见到卿玉案没有理会,刀疤脸壮汉像是受到轻视般,他走到卿玉案身前,将朴刀狠狠一贯地:
“小白脸,你听没听到爷爷我讲话!我说的就是你。”
卿玉案这才抬起头,目光冷厉地直视对面壮汉的眼睛。
他眼中的凌厉和不悦令刀疤脸壮汉心头一跳,但是他毕竟在这行混了好几年,自恃身份,仍然梗着脖子继续说道:
“你这倌儿模样长得倒是不赖。不如扛回去当压寨媳妇,也能当个美人来看。”
那人用糙手点起下颌,仔细端详卿玉案的面庞。
卿玉案不悦地皱眉。
他刚寻思着该如何怼人,没等那人施展,两道筷子横飞而过,叩击到那人的手腕关节,旋即稳稳地扎在墙体。

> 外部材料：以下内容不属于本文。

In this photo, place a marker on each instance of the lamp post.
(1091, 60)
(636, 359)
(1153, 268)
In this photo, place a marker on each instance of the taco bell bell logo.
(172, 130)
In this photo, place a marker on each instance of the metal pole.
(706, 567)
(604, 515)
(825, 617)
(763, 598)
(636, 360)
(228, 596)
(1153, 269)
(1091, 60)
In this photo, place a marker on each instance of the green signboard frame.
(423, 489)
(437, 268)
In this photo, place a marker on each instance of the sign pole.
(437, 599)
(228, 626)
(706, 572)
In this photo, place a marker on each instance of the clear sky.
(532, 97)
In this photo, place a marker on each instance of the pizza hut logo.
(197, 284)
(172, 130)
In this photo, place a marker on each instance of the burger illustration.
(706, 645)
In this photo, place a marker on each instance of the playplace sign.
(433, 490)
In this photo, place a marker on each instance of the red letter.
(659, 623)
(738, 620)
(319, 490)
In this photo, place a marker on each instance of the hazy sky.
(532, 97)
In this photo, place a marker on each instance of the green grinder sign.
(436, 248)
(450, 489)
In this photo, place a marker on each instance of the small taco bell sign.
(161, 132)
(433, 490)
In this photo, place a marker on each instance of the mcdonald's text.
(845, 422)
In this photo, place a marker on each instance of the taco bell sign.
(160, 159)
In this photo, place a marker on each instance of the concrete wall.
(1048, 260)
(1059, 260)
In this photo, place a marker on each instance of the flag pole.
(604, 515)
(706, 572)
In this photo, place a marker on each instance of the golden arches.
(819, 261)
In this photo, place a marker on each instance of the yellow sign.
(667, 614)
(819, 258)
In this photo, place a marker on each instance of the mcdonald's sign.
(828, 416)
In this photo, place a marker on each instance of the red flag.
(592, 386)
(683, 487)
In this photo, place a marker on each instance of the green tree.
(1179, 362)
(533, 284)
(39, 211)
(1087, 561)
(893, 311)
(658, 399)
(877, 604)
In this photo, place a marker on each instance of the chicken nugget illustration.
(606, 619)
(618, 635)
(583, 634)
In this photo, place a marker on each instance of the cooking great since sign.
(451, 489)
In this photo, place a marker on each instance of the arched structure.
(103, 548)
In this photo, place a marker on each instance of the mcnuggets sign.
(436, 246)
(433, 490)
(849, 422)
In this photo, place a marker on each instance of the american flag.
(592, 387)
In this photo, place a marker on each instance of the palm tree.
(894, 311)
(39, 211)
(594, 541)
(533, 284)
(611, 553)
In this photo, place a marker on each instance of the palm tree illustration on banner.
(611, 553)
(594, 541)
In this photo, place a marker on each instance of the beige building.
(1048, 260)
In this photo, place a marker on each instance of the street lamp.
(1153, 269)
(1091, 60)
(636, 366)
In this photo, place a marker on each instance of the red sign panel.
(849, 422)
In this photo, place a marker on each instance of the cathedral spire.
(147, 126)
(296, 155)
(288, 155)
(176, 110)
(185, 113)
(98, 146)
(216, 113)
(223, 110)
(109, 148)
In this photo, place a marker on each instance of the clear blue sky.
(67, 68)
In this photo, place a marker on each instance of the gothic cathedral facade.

刀疤脸壮汉闷哼一声,痛苦地捂住了手腕,一张本就狰狞的脸因痛苦而扭曲。
他嘶吼一声,愤怒地大喊:“是谁,到底是谁!给大爷我站出来!!!”
“是我。”
角落里的少年阴鹜地抬起眼,他夺下卿玉案手中的短刃,挡在他的跟前。
刀疤脸壮汉捂着手腕,拧着个脸,眼底浮现一抹狠色:
“一个破小叫花子还敢在这造次?今天这块玉是非取不可了。兄弟们,上!”
话音一落,那些贼匪便蜂拥而上。
“我看这里谁敢动他。”少年将他护到身后。
卿玉案愕然抬眸:“萧霁月?”
他怎么在这里?!
而此时的冶清昼已经神不知鬼不觉地站到二楼的小阁楼处。
他饶有兴趣地看着楼下的场景,眉眼微微一弯,旋即用折扇轻轻遮了面——
又有好戏看了。
四五个山匪围了上来。
萧霁月未多作言语,更无武器傍身,爽利的几招下来,山匪纷纷倒地不起,那股凌厉的杀气叫人不容忽视。
慌乱中,掌柜拉住店小二:
“快去报官府,快去啊!”
更多的山匪冲进客栈,萧霁月忽然攥紧卿玉案的手,低低地说了一句:
“跟我走。”
卿玉案迟疑了片刻后点了点头,跟在萧霁月身后,油纸伞甚至也尚未来得及带。
“追!!”
刀疤脸壮汉持续不断地嘶喊着。
萧霁月走的极快,快到卿玉案快要跟不上,他不得不加快脚步,却不料脚下一滑,身体失去控制向前栽去。
“萧恩卿。”细雨中,跌落在地的卿玉案唤道。
萧霁月转身的瞬间微微怔神。
雨水顺着卿玉案的两颊往下滚落。
他抬眸望去,那双狭长的凤目里映照着四周摇曳的灯笼微光,他的发梢湿漉漉的贴在脸颊旁边,长睫上还挂着晶莹的水珠,好似落单的美人。
萧霁月的心脏猛地漏跳了半拍
一道身影快如流星,瞬间从他的面前飘过。萧霁月急忙伸出双臂去抓住他的臂膀,又将带在身上的外氅披在卿玉案身上:
“手给我。”
“不要得寸进尺。”
虽然是这么说的,卿玉案还是将手递了过去,毕竟此刻生死攸关,萧霁月掌握着他的“生杀大权”,他勉强能忍辱负重。
卿玉案看了身上厚实的外氅,左眉微挑:
“怎么还带着这个?”
“顺手而已。”
他草草地了结了这个话题,紧紧拉住卿玉案的手,将他背到身上。
泥洼溅起的水将萧霁月的衣摆染脏了不少,但是萧霁月并没有在意,只是偏过头去专注看路:
“稍微坚持一下。”
但是很快便没有路了。
卿玉案的心咯噔一跳。
两人走到悬崖边上,卿玉案试探性地往前探了一步,石子簌簌地掉落山崖。
落地毫无声响。
……
卿玉案向后退却了半步。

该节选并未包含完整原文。